All that being said, I get where Robert Kroese and some others are coming from too. The fact of the matter is, in the main, our side is correct. And even if we were wrong we do genuinely believe what we’re saying. We believe the free market is better for people. We believe in freedom of speech. We believe that the best government is generally small, and distant from the lives of the citizenry. We aren’t using them as cynical cover for some kind of supremacist Nazi-like agenda. They, on the other hand, may very well be using their concern trolling for a globalist Communism-like agenda. Certainly, a good many are. Principled Leftists do exist (see: Dave Rubin, Camille Paglia), but they are becoming increasingly rare and are, in any event, drowned out by the Marxists, who have more or less hijacked the Leftist narrative at this point.

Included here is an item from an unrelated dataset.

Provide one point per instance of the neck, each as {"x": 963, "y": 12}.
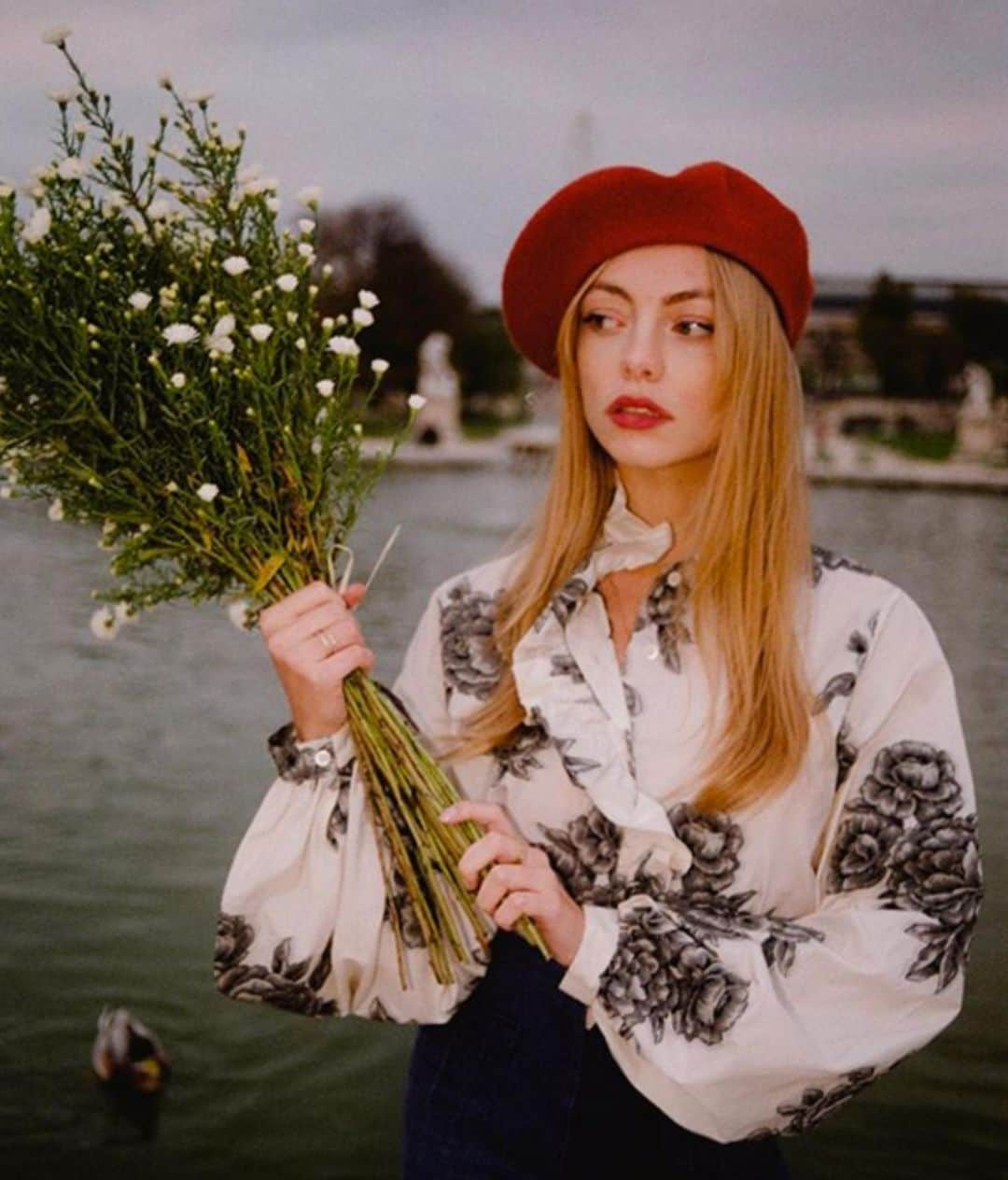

An interesting test I periodically conduct on Twitter is to find admitted and avowed Marxists, and ask them a question. I ask if we could split America today, and give half to them, and half to Rightists, they could have their Communist utopia, today, right now. I even suggest that they could be granted the more valuable half. The better real estate, natural resources, whatever. Would that satisfy them, I ask. They get what they want immediately, we get what we want (which is mainly to be free of them).
I’ve never had one agree with me that this is a good idea. Not one. They always spin it like “we’re doing it for you too” or “we couldn’t let you be unfree and oppressed by Capitalism.” The Hell you say. If Capitalism is oppressing me, screw it. Sign me up for that. Every once in a while, a Marxist will admit the truth: “we hate you, and we want your ideology to be made extinct.” I don’t care if Communists exist somewhere on this planet. I only care if they have power over me and mine. They can go be Commies all they like, so long as it’s not in my life. The same courtesy is, once again, not reciprocated. We must be destroyed.
Which goes right back to where we started on all this. Do we owe it to the other side to police our own crazies? No. We don’t owe them anything. If they want to agitate for our side’s leaders to be assassinated, I say we owe them nothing. But should we do it anyway, for some other reason? Maybe. Certainly the optics on this are bad, and the woman who did it accomplished nothing. So from a tactical level, yeah, this is no good. And as Iowahawk pointed out, maybe there’s another way we can solve the problem, while still avoiding punching the “Keep Faith” button for the umpteenth time. I’m open to all that.
But what I’m not open to is hitting “Keep Faith” again, or pretending we occupy the moral high ground. We don’t. And if we’re going to win this thing, we’re going to need to topple them from that ill-gained position. The positive side is, the more they burn cities down, shoot people, and generally act like assholes, the weaker their hold on that position becomes, even with media interference running on their behalf 24/7. They are starting to lose their grip on it, finally.
So in the end, if you’re considering emulating this woman: don’t. It won’t work. And it’s possible it may be counterproductive. But definitely be considering ways in which we can make a difference in this war (and it is a war, don’t think of it any different, even if it’s mostly a cold war right now), and stop assuming that your enemies have your best interest at heart. They don’t and never did. Don’t Keep Faith with them.